Eine bedrohte Institution
Die natürliche Familie mag historisch in Urzeiten verankert sein und als Reproduktionszelle für die Zukunft und das Gedeihen einer Gesellschaft unabdingbare Funktionen erfüllen. Trotzdem gibt es wohl kaum eine gesellschaftliche Institution, die über die vergangenen Jahrhunderte mehr in Frage gestellt wurde als die natürliche Familie.[5] Das hat verschiedene Ursachen und Hintergründe. Ich möchte nachfolgend aus den Bereichen der technischen Entwicklung, der weltanschaulichen Konzepte sowie der wissenschaftlichen Trends einige Faktoren herausgreifen, welche sich mitunter als gefährdend für die natürliche Familie erwiesen haben.
Technische Entwicklungen:
Die industrielle Revolution des 19. Jahrhunderts pflügte das Gefüge der Gesellschaft völlig um. Die Auswirkungen auf Familien waren vielerorts dramatisch. Die organische Verbindung von Haus und Arbeit wurde auseinandergerissen und damit auch das über Jahrtausende gelebte familiäre Zusammenspiel von Arbeit, Kindererziehung und ergänzender Zusammenarbeit innerhalb der Ehe. Unpersönliche Maschinen machten gewisse Fertigkeiten obsolet. Die zunehmende Mobilität ermöglichte das Arbeiten fern von Zuhause. Kinder wurden nicht mehr durch ihre Eltern in der Arbeit geprägt, sondern wurden als gesichtslose Nummern in den Produktionsprozess für fremde Herren eingeschleust. Die Entstehung von Grossstädten brachte Vereinsamung und ganz neue soziale Herausforderungen. Die Häuser und Areale der Familien, welche noch bis vor kurzem lebendige und funktionsreiche Orte produktiver Arbeit, gegenseitiger Unterstützung und gemeinsamen, generationenübergreifenden Lebens waren, wurden im Einflussbereich der Industrialisierung tendenziell zu funktionslosen Übernachtungsplätzen.

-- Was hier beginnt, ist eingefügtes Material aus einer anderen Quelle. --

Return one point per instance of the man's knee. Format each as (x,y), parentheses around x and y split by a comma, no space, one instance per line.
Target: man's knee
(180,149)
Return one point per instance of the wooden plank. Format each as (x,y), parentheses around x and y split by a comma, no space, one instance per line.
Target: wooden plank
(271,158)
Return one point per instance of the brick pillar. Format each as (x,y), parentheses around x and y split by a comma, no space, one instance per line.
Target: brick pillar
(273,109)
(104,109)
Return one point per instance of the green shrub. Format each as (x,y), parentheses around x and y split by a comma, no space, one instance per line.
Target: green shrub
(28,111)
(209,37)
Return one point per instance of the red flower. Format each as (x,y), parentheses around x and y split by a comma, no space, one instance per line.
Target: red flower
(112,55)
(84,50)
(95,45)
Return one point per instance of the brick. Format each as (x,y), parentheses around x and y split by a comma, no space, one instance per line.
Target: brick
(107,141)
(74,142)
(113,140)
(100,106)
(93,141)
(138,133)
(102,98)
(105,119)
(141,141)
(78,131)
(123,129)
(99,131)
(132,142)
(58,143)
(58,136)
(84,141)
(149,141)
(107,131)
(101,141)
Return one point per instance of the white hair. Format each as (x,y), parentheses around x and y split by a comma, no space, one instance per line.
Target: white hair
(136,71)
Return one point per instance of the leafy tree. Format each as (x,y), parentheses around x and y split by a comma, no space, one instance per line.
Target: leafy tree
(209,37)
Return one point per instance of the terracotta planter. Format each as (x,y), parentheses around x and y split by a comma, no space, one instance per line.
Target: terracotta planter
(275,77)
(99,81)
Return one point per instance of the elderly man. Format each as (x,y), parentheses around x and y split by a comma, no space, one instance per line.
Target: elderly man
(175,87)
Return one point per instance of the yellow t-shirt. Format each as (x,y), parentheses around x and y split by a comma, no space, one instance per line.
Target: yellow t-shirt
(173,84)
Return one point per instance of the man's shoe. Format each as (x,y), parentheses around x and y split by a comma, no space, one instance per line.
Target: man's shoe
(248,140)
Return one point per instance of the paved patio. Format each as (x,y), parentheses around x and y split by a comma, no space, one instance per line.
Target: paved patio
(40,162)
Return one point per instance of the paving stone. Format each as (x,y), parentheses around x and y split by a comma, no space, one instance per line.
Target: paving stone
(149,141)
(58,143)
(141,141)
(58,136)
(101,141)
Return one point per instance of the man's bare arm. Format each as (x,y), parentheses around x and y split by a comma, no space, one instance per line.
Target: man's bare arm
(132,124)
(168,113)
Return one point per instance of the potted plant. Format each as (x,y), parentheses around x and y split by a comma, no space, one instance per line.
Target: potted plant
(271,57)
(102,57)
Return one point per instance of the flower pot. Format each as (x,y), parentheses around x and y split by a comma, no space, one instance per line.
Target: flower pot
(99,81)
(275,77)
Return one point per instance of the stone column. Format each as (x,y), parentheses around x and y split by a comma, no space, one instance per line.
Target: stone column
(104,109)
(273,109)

Eine andere einschneidende Innovation war in den 60er Jahren des letzten Jahrhunderts die Entwicklung der Antibabypille. Diese hatte zum Beispiel starke Auswirkungen auf die Entwicklung der Geburtenrate, aber auch auf das Zusammenspiel der Geschlechter. Was als Hilfe zur Geburtenkontrolle innerhalb der Ehe entwickelt worden war, wurde im Handumdrehen zum Mittel, mit dem feste Bindungen ganz grundsätzlich nicht mehr nötig waren. Die natürliche Verbindung von Sex und Kinder war gerissen, und Frauen standen nicht nur auf der Gewinnerseite: Bindungsscheue aber sexhungrige Männer waren von der Pille mindestens so angetan wie Frauen. Auch die zunehmend einfacheren und legalen Möglichkeiten zur Abtreibung trugen das ihre bei zu einer Kultur abnehmender männlicher Verantwortungsübernahme. Die Pille machte Sex zum Konsumgut mit vermeidbaren Nebenwirkungen.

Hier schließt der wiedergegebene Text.